2. San Clemente Cablevision operates in San Clemente, the county area contiguous to San Clemente, Aegean Hills, San Juan Capistrano, Camp Pendleton and the county area contiguous to Tustin.
3. 28 U.S.C. section 1342 provides:‘The district courts shall not enjoin, suspend or restrain the operation of, or compliance with, any order affecting rates chargeable by a public utility and made by a State administrative agency or a rate-making body of a State political subdivision, where:‘(1) Jurisdiction is based solely on diversity of citizenship or repugnance of the order to the Federal Constitution; and,‘(2) The order does not interfere with interstate commerce; and,‘(3) The order has been made after reasonable notice and hearing; and,‘(4) A plain, speedy and efficient remedy may be had in the courts of such State.’

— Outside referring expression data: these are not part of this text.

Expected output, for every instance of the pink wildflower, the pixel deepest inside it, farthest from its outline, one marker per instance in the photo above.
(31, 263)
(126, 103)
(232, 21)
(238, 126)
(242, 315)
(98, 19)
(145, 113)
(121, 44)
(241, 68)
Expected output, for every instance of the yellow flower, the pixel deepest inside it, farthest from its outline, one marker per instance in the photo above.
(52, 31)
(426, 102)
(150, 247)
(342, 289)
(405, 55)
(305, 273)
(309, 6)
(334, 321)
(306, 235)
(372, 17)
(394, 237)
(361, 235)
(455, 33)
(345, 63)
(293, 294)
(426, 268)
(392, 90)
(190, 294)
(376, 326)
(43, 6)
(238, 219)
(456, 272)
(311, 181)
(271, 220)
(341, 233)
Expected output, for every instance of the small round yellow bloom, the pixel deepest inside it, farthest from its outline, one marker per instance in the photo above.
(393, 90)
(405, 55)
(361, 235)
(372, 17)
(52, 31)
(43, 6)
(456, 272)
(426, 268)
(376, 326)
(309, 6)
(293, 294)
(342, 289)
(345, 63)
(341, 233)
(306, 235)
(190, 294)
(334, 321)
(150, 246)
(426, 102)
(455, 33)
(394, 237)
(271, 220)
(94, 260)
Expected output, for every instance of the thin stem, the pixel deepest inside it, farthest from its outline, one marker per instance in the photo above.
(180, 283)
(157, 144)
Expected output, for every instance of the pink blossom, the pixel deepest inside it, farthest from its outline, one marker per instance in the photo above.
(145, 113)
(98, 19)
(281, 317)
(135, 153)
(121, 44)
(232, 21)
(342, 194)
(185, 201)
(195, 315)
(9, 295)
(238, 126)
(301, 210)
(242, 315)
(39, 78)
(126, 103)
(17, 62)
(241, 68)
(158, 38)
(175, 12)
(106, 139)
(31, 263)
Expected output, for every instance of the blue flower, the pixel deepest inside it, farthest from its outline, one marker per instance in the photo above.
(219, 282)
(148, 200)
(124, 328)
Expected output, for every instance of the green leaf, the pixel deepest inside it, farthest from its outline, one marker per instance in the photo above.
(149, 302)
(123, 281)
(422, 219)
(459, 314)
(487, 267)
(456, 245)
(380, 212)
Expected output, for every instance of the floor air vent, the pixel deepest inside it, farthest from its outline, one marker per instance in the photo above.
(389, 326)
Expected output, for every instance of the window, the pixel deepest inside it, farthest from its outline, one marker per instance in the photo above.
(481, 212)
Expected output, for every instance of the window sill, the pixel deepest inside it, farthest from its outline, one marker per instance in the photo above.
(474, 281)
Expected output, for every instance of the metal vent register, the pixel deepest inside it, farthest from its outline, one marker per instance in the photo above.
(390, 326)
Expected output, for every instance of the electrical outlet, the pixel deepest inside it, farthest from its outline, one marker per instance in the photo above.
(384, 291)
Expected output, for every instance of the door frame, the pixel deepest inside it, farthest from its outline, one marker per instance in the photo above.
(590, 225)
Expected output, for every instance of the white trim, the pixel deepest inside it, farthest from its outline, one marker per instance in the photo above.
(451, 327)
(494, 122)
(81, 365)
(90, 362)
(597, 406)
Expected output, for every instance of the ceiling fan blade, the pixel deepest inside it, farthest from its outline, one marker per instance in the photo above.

4. Public Utilities Code section 216 provides in part as follows:‘(a) ‘Public utility’ includes every common carrier, toll bridge corporation, pipeline corporation, gas corporation, electrical corporation, telephone corporation, telegraph corporation, water corporation, sewer system corporation, wharfinger, warehouseman, and heat corporation, where the service is performed for or the commodity delivered to the public or any portion thereof.'In interpreting this provision, the Supreme Court declared, ‘Although ‘includes' is ordinarily not a word of limitation (citation), a legislative declaration that ‘public utility’ includes those performing certain enumerated services is not a declaration that those performing other services, not encompassed by the services enumerated, are public utilities.' (Television Transmission v. Public Util. Com., supra, 47 Cal.2d 82, 85, 301 P.2d 862, 863.)
McDANIEL, Associate Justice.
TAMURA, Acting P.J., and KAUFMAN, J., concur.